Until then the talk had been desultory, as if both were too bruised from the day and the night before. But when the forest closed around the road, high, dense pines, straight, towering trees that hid the light, Mantle told her the history of the place.

‘On the night of the seventeenth of August nineteen forty- three, five hundred and ninety-six aircraft were sent here, everything that could fly from the bomber bases in the east of England. The target was Peenemunde where there was the programme for the development of the V2 rocket. There was a clear moon, a rotten night to come. If the target of Peenemunde had not been so critical, they wouldn’t have been asked to fly on a night like that. They were told that if they didn’t crack the target then they’d have to come back and do it all again, face the air defence again, and keep coming back till they’d cracked it. There were three target areas at Peenemunde, pushed up close to each other. The strike had to be really exact.’

‘How do you know all this?’

‘I read about it. The pilots of the bombers, of course, had never heard of Peenemunde. They weren’t told what was on the ground, just that it was important. There was a firestorm, the casualties were horrendous. But the bomber crews took bad casualties as well, because of the moon, lost forty-nine aircraft over the target and on the way back.’

‘Is that how you spend your evenings, reading about what’s gone?’

‘I read history because it’s important to me. The target area was comprehensively hit. The best of the German rocket scientists were here, and they were creating what was to be the best weapon of the war. Even though the target was pulped, the science survived. The scientists, after nineteen forty-five, were snatched by the Russians and the Americans. Neal Armstrong’s walk came from here, and Apollo and Challenger and the shuttle, and Gagarin and the space stations. It’s all about Peenemunde.’

Tracy said, distantly, ‘Did your wife leave you because you lectured her on what’s gone?’

He said, quietly, ‘I can’t help what drives me. Out of history comes everything. Codes, morals, ethics, they’re all learned from history. Why we’re here today, why we have to be here, is because of the need to learn the lessons of history.’

‘You were better quiet, better when you didn’t lecture.’

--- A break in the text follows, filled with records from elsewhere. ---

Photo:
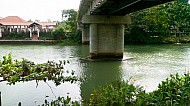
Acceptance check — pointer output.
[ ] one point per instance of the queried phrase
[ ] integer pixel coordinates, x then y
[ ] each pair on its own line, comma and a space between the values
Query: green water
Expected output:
150, 65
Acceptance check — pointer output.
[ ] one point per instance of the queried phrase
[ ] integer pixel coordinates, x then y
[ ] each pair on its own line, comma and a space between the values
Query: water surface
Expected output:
150, 65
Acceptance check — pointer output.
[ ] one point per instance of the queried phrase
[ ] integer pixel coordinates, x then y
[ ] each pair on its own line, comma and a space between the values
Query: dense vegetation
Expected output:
174, 91
67, 29
166, 23
21, 71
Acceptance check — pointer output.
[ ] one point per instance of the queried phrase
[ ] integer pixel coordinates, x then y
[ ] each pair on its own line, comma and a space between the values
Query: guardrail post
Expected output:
0, 99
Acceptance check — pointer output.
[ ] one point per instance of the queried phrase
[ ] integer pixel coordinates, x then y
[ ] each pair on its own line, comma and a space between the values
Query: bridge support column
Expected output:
85, 34
106, 36
106, 41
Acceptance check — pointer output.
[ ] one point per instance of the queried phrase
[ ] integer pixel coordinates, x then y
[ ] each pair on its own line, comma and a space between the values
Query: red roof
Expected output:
12, 19
17, 21
47, 23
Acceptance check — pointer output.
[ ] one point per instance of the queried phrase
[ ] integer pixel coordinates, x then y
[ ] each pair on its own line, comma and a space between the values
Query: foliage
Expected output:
160, 22
15, 71
46, 36
61, 101
175, 91
117, 94
58, 33
68, 28
18, 35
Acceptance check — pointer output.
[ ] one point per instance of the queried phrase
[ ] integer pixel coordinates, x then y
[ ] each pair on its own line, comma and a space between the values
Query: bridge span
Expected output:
102, 24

‘Please, Tracy, listen. History breeds principles. The history of Peenemunde is about fantastic scientific achievement, but it’s also about slave-labour compounds and about starvation and about men working until they died of exhaustion. That was wrong. The people who were here then, they closed their eyes to what was wrong, believed the wrong — slave labour — did not matter. They wanted to ignore principles, but principles are the core of life.’

‘Did she have to listen to your lectures before she left?’

‘You come to Peenemunde, Tracy, and you learn what was wrong, you learn about when principles were ignored. To get the rockets to London, to develop the science to put a man on the moon, slave labourers died of starvation and exhaustion. It’s the same story. It’s why I’m here. It was wrong to shoot Hans Becker. That is a principle and I try to live by it.’

‘Me, I only want to see the bastard hammered.’

‘You have to know why. You have to hold the principle as faith.’

She closed her eyes and turned away. They went through Trassenheide and Karlshagen, and he saw the cemetery with the exact lines of the stones, and he came to Peenemunde where the bombers had flown. Without principles his life would have been emptied.